Director Martin McDonagh, best known for Seven Psychopaths and In Bruges has created a piece of cinema with some incandescent performances in Three Billboards…
A story of revenge and redemption, Frances McDormand plays grieving mother Mildred Hayes who uses the titular billboards to draw attention to the lack of progress in the case of her daughter Angela (Kathryn Newton), the victim of an unsolved violent crime.
Woody Harrelson plays local Sheriff Bill Willoughby who seems to care not one fig for Mildred and her petulant display, but there is much more going on beneath the surface as we learn early in the film.
Mildred’s real nemesis is another cop, Officer Jason Dixon played by Sam Rockwell, a racist, homophobic redneck police officer who lives with his mother.
McDormand and Rockwell are astonishing in their roles as they battle one another in the tiny town, her with seething rage just below the surface over the fate of her daughter, and he with rage that boils over continuously, physically endangering all around him.

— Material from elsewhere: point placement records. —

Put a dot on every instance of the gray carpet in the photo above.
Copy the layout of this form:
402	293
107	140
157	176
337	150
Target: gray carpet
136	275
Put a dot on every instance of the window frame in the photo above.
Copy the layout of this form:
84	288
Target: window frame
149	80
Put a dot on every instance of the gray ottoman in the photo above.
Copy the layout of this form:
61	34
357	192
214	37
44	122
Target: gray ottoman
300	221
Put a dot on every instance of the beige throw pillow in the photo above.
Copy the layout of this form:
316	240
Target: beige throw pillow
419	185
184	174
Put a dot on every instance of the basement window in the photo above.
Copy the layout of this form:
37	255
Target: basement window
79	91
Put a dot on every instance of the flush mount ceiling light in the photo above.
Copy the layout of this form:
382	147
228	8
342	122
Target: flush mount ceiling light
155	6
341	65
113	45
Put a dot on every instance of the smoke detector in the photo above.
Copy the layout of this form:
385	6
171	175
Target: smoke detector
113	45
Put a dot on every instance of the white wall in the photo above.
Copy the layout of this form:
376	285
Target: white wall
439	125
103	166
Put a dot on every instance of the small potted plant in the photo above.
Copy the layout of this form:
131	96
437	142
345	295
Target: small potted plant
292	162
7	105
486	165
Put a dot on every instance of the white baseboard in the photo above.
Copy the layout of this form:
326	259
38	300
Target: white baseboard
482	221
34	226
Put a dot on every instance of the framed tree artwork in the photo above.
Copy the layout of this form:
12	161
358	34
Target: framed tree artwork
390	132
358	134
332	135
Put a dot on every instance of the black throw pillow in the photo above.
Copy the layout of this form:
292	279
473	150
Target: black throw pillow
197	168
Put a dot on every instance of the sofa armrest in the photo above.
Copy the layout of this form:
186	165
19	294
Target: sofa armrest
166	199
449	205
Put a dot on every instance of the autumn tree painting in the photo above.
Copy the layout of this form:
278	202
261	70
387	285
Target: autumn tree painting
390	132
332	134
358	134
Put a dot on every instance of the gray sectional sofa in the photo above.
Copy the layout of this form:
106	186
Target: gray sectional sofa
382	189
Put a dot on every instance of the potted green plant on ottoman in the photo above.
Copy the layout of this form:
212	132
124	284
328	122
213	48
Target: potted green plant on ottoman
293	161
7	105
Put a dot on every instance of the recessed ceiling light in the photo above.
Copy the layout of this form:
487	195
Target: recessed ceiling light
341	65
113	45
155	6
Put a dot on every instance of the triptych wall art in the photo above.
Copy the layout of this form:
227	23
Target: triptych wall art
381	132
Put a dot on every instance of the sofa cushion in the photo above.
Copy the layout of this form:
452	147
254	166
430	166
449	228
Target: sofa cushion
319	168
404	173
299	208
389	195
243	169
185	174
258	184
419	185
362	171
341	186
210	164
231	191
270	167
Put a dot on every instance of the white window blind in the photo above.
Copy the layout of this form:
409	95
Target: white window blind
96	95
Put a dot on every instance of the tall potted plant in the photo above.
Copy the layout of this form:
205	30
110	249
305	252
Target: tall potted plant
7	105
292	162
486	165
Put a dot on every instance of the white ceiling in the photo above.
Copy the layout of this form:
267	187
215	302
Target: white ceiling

Photo by Merrick Morton. © 2017 Twentieth Century Fox Film Corporation All Rights Reserved
Both actors have deservedly been recognised for their outstanding performances with Golden Globe nominations, two out of a total of six for the film including Best Motion Picture – Drama, Best Director, Best Screenplay and Best Original Score.
This is a wickedly written piece that reflects McDonaghs theatre background as the dialogue and direction serve up scene after scene of electrifying tension, as well as the blackest of black humour.
It is a heavy, heavy film, that uses humour with great effect, to provide breathing space in amongst the traumatic events both past and present.
With more twists and turns than an amusement park ride it is an entertaining, thoughtful film that succeeds, if you are able to overcome the occasional narrative hiccup.
There are many ways to interpret the different messages in the film, including the enormously topical issue of “toxic masculinity”, and it certainly left me thinking for several days after seeing it. Playing in the sandbox of Quentin Tarantino with riffs of Kill Bill and the Coen Brothers with nods to No Country for Old Men, Three Billboards comes close to classic territory.
3 & 1/2 Stars – “Wicked Writing & Electrifying Performances”.